Su come si dovrebbe governare il rapporto pubblico-privato “senza degradare in vecchi antagonismi pubblico – privato” ( Pietro), proverò a dare qualche indicazione più avanti.
Mario Santo 18/04/2010

1 commento:

  1. Riprendo l'ultima domanda :"Come governare il rapporto pubblico-privato senza degradare in vecchi antagonismi?". Mi riferisco al mondo della sanità. Io credo che attualmente il rapporto tra pubblico e privato non sia affatto governato, almeno in Lombardia. Parto dal dato che segnalava Longo e che ha anche ripreso Mario: il privato con 9 specialità mediche spiega il 70-80% del fatturato.

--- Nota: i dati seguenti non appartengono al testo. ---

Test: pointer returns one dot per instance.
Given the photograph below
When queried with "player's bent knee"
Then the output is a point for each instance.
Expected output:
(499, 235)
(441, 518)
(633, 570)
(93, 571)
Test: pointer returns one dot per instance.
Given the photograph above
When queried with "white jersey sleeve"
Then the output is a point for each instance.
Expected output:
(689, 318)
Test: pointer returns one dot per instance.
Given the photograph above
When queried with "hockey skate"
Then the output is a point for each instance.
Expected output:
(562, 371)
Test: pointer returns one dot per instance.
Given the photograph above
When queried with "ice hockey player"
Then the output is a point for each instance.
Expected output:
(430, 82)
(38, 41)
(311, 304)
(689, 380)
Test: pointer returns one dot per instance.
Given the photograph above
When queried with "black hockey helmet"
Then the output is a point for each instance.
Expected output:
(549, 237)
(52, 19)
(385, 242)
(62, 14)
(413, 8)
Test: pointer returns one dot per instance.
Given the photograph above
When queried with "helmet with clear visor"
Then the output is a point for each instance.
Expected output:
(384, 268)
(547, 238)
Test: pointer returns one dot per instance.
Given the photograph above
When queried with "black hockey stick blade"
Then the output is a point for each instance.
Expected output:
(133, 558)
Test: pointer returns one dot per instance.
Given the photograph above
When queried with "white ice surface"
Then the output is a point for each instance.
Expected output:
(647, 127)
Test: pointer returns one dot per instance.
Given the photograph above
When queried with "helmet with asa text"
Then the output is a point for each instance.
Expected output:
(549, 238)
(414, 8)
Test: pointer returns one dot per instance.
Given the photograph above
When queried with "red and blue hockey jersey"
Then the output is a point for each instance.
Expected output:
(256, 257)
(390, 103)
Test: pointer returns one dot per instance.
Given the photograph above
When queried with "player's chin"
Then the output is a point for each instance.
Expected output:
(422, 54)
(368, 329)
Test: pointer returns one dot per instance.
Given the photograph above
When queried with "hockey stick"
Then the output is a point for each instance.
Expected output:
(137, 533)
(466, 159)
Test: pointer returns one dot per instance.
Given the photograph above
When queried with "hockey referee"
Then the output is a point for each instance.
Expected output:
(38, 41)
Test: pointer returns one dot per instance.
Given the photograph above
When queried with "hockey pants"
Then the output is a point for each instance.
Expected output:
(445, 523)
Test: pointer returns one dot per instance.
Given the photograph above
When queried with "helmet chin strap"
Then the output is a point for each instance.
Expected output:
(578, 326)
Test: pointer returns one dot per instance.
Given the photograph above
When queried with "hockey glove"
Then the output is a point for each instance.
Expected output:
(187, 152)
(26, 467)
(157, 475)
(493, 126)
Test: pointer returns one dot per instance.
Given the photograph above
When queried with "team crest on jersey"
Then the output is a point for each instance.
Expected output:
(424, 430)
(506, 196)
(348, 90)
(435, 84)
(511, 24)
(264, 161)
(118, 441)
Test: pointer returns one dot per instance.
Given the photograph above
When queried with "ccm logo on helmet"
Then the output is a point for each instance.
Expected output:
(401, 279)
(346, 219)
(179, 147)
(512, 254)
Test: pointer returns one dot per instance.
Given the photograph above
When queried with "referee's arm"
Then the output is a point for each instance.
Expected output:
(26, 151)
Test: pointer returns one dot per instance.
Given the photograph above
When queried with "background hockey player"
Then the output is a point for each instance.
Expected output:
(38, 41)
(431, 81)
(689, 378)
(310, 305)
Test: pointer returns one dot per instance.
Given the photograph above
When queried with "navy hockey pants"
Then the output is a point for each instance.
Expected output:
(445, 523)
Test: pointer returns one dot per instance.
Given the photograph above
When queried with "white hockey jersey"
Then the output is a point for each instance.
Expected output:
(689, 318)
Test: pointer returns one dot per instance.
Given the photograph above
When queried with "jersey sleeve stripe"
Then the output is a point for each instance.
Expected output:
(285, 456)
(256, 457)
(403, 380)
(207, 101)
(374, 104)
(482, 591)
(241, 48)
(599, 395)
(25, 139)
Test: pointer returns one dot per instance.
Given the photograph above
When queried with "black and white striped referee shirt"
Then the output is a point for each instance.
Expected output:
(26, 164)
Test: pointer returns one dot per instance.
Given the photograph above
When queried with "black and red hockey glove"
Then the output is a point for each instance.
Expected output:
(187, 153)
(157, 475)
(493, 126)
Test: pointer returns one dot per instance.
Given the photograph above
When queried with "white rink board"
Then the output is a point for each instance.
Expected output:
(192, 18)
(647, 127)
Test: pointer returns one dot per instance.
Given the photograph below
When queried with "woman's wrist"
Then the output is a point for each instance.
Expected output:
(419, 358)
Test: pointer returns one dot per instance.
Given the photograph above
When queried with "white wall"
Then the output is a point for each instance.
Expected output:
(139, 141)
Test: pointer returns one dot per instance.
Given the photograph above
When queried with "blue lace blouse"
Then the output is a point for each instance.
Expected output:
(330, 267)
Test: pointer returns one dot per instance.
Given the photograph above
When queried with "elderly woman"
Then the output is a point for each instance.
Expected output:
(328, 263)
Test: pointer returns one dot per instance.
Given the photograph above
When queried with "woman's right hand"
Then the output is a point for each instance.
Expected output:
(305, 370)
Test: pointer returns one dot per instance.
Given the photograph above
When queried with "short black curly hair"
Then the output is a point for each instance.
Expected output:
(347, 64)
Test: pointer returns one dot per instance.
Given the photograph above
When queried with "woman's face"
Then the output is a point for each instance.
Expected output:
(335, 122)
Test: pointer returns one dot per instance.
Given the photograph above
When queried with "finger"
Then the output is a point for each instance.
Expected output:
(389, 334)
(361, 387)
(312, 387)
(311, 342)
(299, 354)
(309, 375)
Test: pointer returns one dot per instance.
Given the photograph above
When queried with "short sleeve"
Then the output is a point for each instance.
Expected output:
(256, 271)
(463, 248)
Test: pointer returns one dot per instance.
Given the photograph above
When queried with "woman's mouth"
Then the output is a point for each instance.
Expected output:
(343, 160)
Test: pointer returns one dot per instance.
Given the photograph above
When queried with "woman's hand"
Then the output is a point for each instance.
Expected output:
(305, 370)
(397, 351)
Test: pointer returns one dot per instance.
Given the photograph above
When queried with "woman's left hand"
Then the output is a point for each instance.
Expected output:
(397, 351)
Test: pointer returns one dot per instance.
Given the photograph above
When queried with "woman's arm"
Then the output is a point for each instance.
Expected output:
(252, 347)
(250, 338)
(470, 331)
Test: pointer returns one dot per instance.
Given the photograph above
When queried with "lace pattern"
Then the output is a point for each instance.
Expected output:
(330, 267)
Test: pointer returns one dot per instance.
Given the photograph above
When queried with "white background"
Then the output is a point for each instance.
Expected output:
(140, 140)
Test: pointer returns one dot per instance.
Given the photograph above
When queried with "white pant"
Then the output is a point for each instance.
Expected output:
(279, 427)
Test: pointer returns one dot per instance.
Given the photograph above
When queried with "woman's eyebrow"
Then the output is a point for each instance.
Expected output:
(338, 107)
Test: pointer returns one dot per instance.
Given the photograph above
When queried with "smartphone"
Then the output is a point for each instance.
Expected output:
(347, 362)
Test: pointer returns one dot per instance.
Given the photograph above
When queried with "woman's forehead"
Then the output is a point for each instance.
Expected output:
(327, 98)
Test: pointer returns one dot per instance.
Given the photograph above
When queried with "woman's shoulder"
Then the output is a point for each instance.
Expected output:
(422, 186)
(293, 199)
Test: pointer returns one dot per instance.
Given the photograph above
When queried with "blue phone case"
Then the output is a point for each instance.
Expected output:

Il pubblico con le stesse 9 specialità spiega il 30%. Longo, a tal proposito, sottolineava il fatto che il privato attrae pazienti più sani, mediamente più colti, invece il pubblico serve prevalentemente il locale (vecchietto polipatologico di quartiere). In verità, il vecchietto polipatologico di quartiere, così come i pazienti particolarmente complessi, non sono malati particolarmente attrattivi per le strutture private in quanto fonte di debiti per i reparti: si tratta insomma di malati non convenienti, perché spesso insorgono complicanze che allungano i tempi di degenza, le dimissioni sono sempre ritardate e difficoltose…Questo fenomeno, però, andrebbe governato, nel senso che anche le strutture private devono nascere e diffondersi per rispondere ai bisogni del territorio e non solo per aumentare i propri guadagni. In Provincia di Varese ci sono poche strutture di riabilitazione geriatria perché al privato convengono poco? Bene, la Regione deve stabilire criteri perché il sistema privato copra anche questo genere di bisogni. Altrimenti è troppo facile curare solo la gente pressoché sana: certo che alla fine i bilanci quadrano nel privato mentre sforano nel pubblico! O forse tutto questo sistema in Lombardia è stato progettato apposta dal Governo Formigoni per fare apparire il privato virtuoso e il pubblico sprecone?